CGAL 5.3 - 2D Triangulations on the Sphere
CGAL::Projection_on_sphere_traits_3< LK, SK > Class Template Reference

#include <CGAL/Projection_on_sphere_traits_3.h>

## Definition

### template<typename LK, typename SK = CGAL::Spherical_kernel_3< LK, CGAL::Algebraic_kernel_for_spheres_2_3<typename LK::FT> >> class CGAL::Projection_on_sphere_traits_3< LK, SK >

The class Projection_on_sphere_traits_3 is a model of the concept DelaunayTriangulationOnSphereTraits_2.

It implements the Point_on_sphere_2 type as a custom point type which represents the projection of a point living in the 3D Euclidean space onto the sphere along the segment between said point and the center of the sphere.

Template Parameters
 LK a linear kernel type; must be a model of Kernel. SK a spherical kernel type; must be a model of SphericalKernel.
Is Model Of:
DelaunayTriangulationOnSphereTraits_2
CGAL::Delaunay_triangulation_on_sphere_traits_2
Examples:
Triangulation_on_sphere_2/triang_on_sphere_exact.cpp, Triangulation_on_sphere_2/triang_on_sphere_proj.cpp, and Triangulation_on_sphere_2/triang_on_sphere_range.cpp.

## Public Types

typedef LK::FT FT
The field number type.

typedef unspecified_type Point_on_sphere_2
The point on the sphere type.

typedef SK::Circular_arc_3 Arc_on_sphere_2

typedef LK::Point_3 Point_3

typedef LK::Segment_3 Segment_3

typedef LK::Triangle_3 Triangle_3

## Predicates

typedef unspecified_type Equal_on_sphere_2
Points are equal if they have the same projection onto the sphere.

## Precision predicates

bool is_on_sphere (const Point_on_sphere_2 &p) const
Due to the chosen point representation, any point is theoretically on the sphere, and this function always returns true. More...

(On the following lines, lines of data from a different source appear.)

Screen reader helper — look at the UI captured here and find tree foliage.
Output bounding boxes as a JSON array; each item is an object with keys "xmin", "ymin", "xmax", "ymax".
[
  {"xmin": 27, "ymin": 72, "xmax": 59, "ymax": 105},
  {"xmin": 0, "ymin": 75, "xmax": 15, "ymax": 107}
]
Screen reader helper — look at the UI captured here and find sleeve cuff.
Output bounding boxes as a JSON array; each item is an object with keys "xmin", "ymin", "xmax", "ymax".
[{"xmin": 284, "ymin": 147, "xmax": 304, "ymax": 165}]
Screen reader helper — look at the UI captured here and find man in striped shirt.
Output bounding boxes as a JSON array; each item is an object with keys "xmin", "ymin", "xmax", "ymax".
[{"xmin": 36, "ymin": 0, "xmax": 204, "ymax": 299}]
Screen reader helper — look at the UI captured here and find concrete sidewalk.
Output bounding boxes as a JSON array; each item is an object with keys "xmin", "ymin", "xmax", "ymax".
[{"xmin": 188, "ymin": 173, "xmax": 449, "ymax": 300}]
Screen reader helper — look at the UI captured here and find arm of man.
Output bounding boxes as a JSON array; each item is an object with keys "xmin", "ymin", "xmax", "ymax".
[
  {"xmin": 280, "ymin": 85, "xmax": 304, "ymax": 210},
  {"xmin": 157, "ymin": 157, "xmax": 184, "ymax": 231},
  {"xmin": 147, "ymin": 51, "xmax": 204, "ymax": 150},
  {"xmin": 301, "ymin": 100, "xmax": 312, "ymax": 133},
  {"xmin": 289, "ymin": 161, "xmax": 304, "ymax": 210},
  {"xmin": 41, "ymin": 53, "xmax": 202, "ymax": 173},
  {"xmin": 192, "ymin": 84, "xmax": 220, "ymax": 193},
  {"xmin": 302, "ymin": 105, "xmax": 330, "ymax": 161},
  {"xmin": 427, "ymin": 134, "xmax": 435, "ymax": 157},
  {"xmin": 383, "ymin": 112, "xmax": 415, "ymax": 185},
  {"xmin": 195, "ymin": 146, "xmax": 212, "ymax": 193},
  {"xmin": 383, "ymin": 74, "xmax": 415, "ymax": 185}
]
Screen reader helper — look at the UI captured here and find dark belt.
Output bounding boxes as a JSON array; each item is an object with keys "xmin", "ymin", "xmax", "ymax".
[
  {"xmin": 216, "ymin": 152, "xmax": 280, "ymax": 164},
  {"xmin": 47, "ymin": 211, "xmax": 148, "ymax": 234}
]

bool are_points_too_close (const Point_on_sphere_2 &p, const Point_on_sphere_2 &q) const
returns false if LK can represent algebraic coordinates, or whether the distance between p and q is lower than $$2 \sqrt{R\delta}$$ otherwise (see the traits class CGAL::Delaunay_triangulation_on_sphere_traits_2). More...

## ◆ are_points_too_close()

template<typename LK , typename SK = CGAL::Spherical_kernel_3< LK, CGAL::Algebraic_kernel_for_spheres_2_3<typename LK::FT> >>
 bool CGAL::Projection_on_sphere_traits_3< LK, SK >::are_points_too_close ( const Point_on_sphere_2 & p, const Point_on_sphere_2 & q ) const

returns false if LK can represent algebraic coordinates, or whether the distance between p and q is lower than $$2 \sqrt{R\delta}$$ otherwise (see the traits class CGAL::Delaunay_triangulation_on_sphere_traits_2).

## ◆ is_on_sphere()

template<typename LK , typename SK = CGAL::Spherical_kernel_3< LK, CGAL::Algebraic_kernel_for_spheres_2_3<typename LK::FT> >>
 bool CGAL::Projection_on_sphere_traits_3< LK, SK >::is_on_sphere ( const Point_on_sphere_2 & p ) const

Due to the chosen point representation, any point is theoretically on the sphere, and this function always returns true.